Jill told me a secret today. She said that her daddy left her and her mom and he’s not coming back. I asked why and Jill said that her mom said sometimes daddys do that. I said my daddy wouldn’t do that but Jill said she thought the same thing and so did her mom. Would you ever leave and not come back?
The book got heavier. Why didn’t Carlos answer her right away? Didn’t he know? Maybe I missed out on some signal. I thought he had control on everything. What would it take to make him hesitate? The book got heavier. All those planes, flying around, listening to my husband.
Abella and Aaron were sleeping when Carlos got home, but I wasn’t. The back door made its clicking and creaking followed by the final rush of air as it closed. Instead of meeting him in the hall, I went into our bedroom. The lights were off and I didn’t turn them on. A small sound came from a form on the bed, which added to my panic. A shallow breath, and I switched the light on. There was Abella, curled asleep on Carlos’s pillow, her feet tucked into her pink nightgown. Her chest rose and fell in a sweet rhythm that made me exhale and close my eyes. I walked to the bed and sat on the mattress slowly, careful not to let my weight disturb her. I heard Carlos coming down the hall.
As he entered the bedroom, I didn’t look at him. I gently reached for Abella to pick her up and bring her back to her own bed.
“Leave her,” he said. There was both exhaustion and adoration in his voice.
“Are you sure? If we let her stay, she’ll come back every night and she won’t want to sleep by herself,” I whispered back, so hopeful.
“There’s nothing wrong with a little dependence,” he decided.
My face became uncomfortably warm as my heart sped up. I decoded his words, chose my question thoughtfully.
“And how does it feel to be the one depended upon?” I spoke softly, slowly, aware of my sleeping daughter.

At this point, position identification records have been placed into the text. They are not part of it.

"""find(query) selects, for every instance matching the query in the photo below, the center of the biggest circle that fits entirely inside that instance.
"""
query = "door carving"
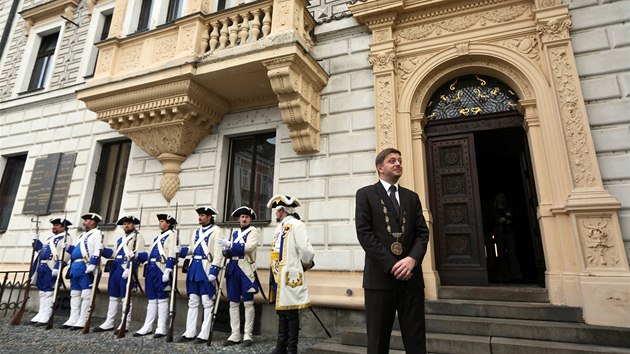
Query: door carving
(458, 234)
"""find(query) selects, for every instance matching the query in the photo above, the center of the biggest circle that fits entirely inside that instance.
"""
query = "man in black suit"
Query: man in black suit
(392, 231)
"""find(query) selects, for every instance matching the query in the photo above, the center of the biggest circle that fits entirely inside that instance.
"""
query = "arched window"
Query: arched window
(471, 95)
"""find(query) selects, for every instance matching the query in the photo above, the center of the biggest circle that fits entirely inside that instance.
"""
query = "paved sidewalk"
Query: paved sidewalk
(26, 339)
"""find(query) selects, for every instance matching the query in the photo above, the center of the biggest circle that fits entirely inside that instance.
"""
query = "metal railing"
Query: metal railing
(12, 291)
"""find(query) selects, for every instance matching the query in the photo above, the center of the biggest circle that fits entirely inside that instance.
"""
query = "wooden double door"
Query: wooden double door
(469, 162)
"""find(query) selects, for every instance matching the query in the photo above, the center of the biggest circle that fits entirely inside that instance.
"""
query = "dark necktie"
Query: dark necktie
(392, 196)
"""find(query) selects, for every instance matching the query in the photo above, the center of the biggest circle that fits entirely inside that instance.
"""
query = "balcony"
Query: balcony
(166, 88)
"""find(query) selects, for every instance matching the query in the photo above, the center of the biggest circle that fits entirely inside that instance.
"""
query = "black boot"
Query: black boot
(293, 317)
(283, 334)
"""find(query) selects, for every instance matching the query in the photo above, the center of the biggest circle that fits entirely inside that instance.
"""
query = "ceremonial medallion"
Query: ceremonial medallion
(396, 248)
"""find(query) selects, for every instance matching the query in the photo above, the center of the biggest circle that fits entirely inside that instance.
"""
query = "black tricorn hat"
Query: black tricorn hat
(208, 210)
(92, 216)
(132, 219)
(60, 221)
(244, 211)
(166, 217)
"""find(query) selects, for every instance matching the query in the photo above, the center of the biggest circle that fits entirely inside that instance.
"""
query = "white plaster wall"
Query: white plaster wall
(601, 42)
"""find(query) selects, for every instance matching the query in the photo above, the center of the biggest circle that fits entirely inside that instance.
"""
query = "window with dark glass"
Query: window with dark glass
(145, 12)
(250, 174)
(110, 180)
(107, 22)
(173, 10)
(9, 187)
(42, 66)
(221, 5)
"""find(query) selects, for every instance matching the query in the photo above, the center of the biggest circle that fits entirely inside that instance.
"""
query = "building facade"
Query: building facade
(165, 106)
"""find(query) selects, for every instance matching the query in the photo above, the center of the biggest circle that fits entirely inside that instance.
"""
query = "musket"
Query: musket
(172, 308)
(51, 319)
(97, 274)
(218, 297)
(130, 265)
(18, 316)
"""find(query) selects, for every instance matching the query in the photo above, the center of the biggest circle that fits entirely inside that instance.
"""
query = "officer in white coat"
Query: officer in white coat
(291, 255)
(120, 269)
(47, 267)
(199, 284)
(240, 252)
(84, 255)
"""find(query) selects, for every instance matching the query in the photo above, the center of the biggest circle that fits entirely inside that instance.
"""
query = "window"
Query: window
(174, 10)
(110, 180)
(145, 15)
(42, 66)
(250, 175)
(8, 188)
(106, 20)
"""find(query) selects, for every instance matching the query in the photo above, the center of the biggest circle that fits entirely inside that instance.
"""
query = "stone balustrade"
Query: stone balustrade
(239, 26)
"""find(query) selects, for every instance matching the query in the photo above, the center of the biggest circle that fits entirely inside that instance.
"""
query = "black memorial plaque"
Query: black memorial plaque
(42, 182)
(49, 185)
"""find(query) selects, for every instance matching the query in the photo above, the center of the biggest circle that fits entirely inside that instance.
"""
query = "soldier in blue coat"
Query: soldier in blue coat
(85, 255)
(130, 245)
(158, 277)
(199, 284)
(240, 251)
(47, 266)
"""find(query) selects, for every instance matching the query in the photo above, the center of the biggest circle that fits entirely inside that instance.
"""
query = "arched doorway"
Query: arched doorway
(476, 150)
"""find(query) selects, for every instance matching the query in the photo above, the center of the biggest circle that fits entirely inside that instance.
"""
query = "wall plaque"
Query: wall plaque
(50, 181)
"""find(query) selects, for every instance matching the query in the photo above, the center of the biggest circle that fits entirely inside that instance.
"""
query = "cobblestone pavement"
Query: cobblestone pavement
(26, 339)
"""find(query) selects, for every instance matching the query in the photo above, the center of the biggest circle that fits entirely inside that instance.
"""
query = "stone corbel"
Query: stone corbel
(167, 121)
(298, 80)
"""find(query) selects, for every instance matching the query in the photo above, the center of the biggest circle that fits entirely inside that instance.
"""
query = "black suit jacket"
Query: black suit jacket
(376, 240)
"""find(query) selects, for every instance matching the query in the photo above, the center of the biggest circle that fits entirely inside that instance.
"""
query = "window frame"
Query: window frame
(100, 12)
(230, 178)
(9, 168)
(119, 179)
(39, 31)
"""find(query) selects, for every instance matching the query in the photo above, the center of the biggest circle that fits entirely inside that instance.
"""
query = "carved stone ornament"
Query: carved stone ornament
(573, 118)
(463, 23)
(382, 61)
(298, 80)
(598, 246)
(167, 121)
(555, 29)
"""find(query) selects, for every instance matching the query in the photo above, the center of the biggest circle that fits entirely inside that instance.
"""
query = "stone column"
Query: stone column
(590, 211)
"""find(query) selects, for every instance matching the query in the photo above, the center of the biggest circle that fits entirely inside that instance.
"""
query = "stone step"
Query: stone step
(355, 337)
(528, 329)
(524, 293)
(504, 309)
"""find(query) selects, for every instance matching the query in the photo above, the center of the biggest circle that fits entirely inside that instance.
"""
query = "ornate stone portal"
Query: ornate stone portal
(418, 46)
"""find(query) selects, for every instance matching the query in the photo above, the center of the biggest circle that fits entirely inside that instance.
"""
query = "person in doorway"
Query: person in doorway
(505, 237)
(240, 251)
(394, 235)
(47, 267)
(291, 256)
(158, 277)
(85, 255)
(129, 245)
(199, 283)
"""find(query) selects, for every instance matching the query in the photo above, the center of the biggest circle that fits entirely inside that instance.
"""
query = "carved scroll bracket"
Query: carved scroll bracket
(167, 121)
(298, 80)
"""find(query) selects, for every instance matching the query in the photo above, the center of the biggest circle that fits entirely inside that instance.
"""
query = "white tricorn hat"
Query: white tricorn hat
(283, 202)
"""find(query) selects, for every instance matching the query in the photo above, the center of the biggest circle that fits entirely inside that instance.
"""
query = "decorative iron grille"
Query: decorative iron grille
(469, 96)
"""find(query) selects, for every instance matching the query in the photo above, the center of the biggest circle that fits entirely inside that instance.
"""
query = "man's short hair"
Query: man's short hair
(381, 155)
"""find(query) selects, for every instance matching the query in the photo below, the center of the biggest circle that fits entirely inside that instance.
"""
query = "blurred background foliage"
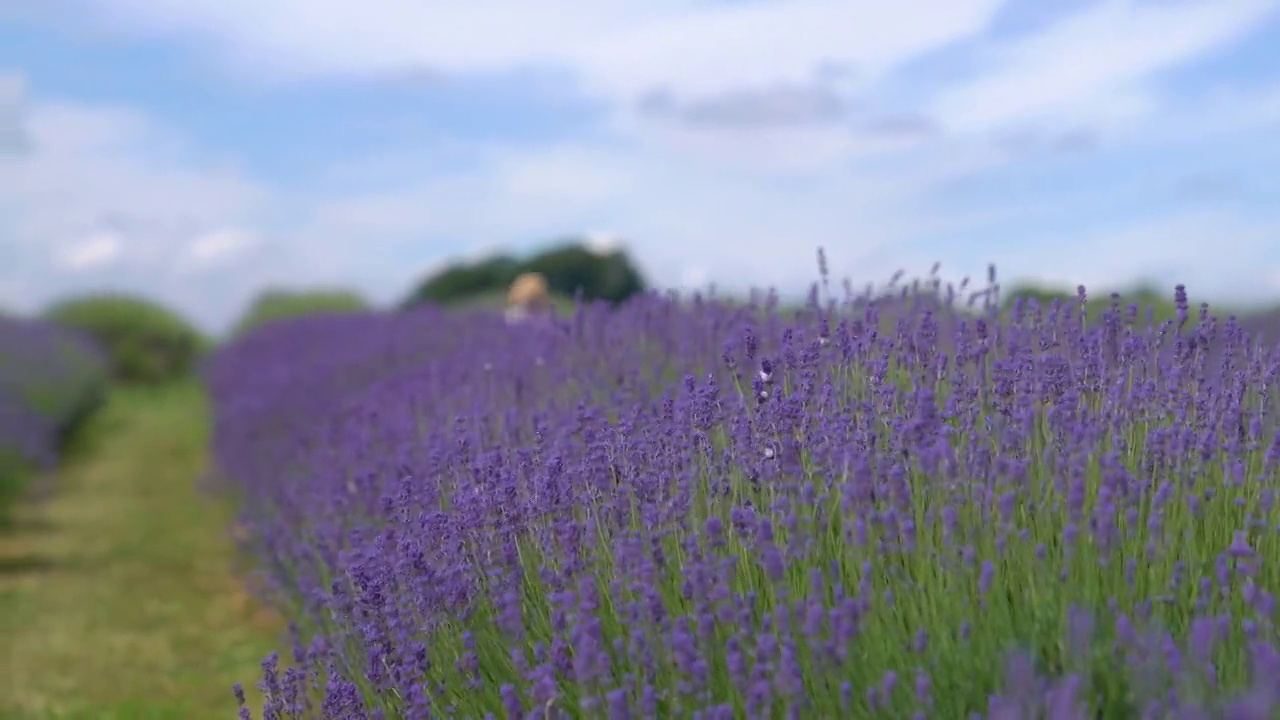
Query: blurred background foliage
(51, 379)
(280, 304)
(570, 267)
(56, 369)
(145, 342)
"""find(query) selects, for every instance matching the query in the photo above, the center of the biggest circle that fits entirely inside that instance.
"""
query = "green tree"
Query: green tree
(145, 342)
(279, 304)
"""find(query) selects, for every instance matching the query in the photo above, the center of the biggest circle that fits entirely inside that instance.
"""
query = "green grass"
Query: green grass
(118, 596)
(280, 305)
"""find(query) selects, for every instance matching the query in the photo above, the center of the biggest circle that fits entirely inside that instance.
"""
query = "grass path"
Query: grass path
(117, 597)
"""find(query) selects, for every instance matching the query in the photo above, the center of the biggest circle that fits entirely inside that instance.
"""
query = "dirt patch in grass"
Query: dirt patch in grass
(118, 596)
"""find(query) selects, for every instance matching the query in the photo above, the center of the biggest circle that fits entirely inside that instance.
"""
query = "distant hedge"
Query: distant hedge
(51, 379)
(283, 304)
(145, 342)
(570, 269)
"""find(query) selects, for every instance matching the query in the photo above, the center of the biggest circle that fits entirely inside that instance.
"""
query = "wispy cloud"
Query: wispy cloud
(1087, 141)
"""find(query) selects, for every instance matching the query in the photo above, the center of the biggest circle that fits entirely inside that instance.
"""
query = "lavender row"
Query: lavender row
(668, 510)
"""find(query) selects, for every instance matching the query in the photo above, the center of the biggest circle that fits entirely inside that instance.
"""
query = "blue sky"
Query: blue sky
(201, 150)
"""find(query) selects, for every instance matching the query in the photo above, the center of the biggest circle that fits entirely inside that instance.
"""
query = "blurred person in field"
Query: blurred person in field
(528, 299)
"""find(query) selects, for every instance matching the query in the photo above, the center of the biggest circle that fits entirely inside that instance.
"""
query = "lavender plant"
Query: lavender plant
(874, 507)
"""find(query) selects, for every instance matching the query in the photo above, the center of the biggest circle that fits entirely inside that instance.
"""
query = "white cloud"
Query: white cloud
(13, 136)
(218, 247)
(92, 253)
(734, 203)
(618, 46)
(1093, 67)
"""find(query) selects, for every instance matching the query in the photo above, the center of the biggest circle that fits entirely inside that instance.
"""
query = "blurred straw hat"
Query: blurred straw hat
(529, 290)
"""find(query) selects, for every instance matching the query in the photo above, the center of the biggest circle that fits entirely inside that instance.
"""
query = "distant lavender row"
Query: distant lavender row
(49, 377)
(672, 510)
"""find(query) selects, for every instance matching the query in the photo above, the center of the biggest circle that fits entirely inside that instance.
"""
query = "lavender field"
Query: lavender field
(903, 507)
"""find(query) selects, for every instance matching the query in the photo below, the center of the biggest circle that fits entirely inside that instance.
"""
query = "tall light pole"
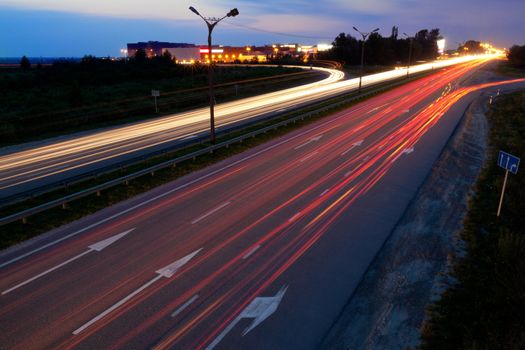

“It’s what everyone wants, really,” Carlos said and looked at me, his deep eyes getting lighter. “To be needed.”
I told him I understood. He had more to say.
“But I hate not knowing.” Carlos half-grinned and eased himself onto the bed beside me and Abella. He pulled a folded note out of his pocket and handed it to me.
The paper was plain white, pulled out of the computer printer. I unfolded it and read the cramped, inky writing I knew belonged to Carlos.
Dearest lovely Abella,
1. The devil cannot make you do anything. What you do is entirely your choice. What can the devil do to you then? I don’t know. You will have to discover this for yourself.
2. You are not too little to know what love is because I can see you love your mom, your daddy and your little brother Aaron. Do you understand love? If you do, then you may be the only one. I know I don’t understand it.
3. I will never leave you, your mom or your brother on purpose. Will something happen beyond my control to stop me from being here with you? I don’t know. In the meantime, don’t be scared. I will do everything I can to keep you safe.
Abella, I am sorry it took me so long to answer your questions, and I am sorry I don’t have better answers. Will you forgive me? With all my love,
“What do you think?” Carlos leaned his head on my shoulder. “Will she be upset to learn her father doesn’t have all the answers?”
“Possibly.” I said, folding the paper back up. “But I think she’ll understand.”
That night Carlos slept restfully, despite having to surrender most of his pillow to Abella. I stayed awake, listening to sounds amplified by the night. The thunder of a jet engine echoed through the sky, permeating the roof and into the room. I imagined the relief, no matter how fleeting, passengers and pilots must feel once their plane lands safely. Those deep, relaxed breaths after a successful trip. The last thing I remembered before falling asleep was telling myself to buy a new notebook, so I could write that thought into my journal.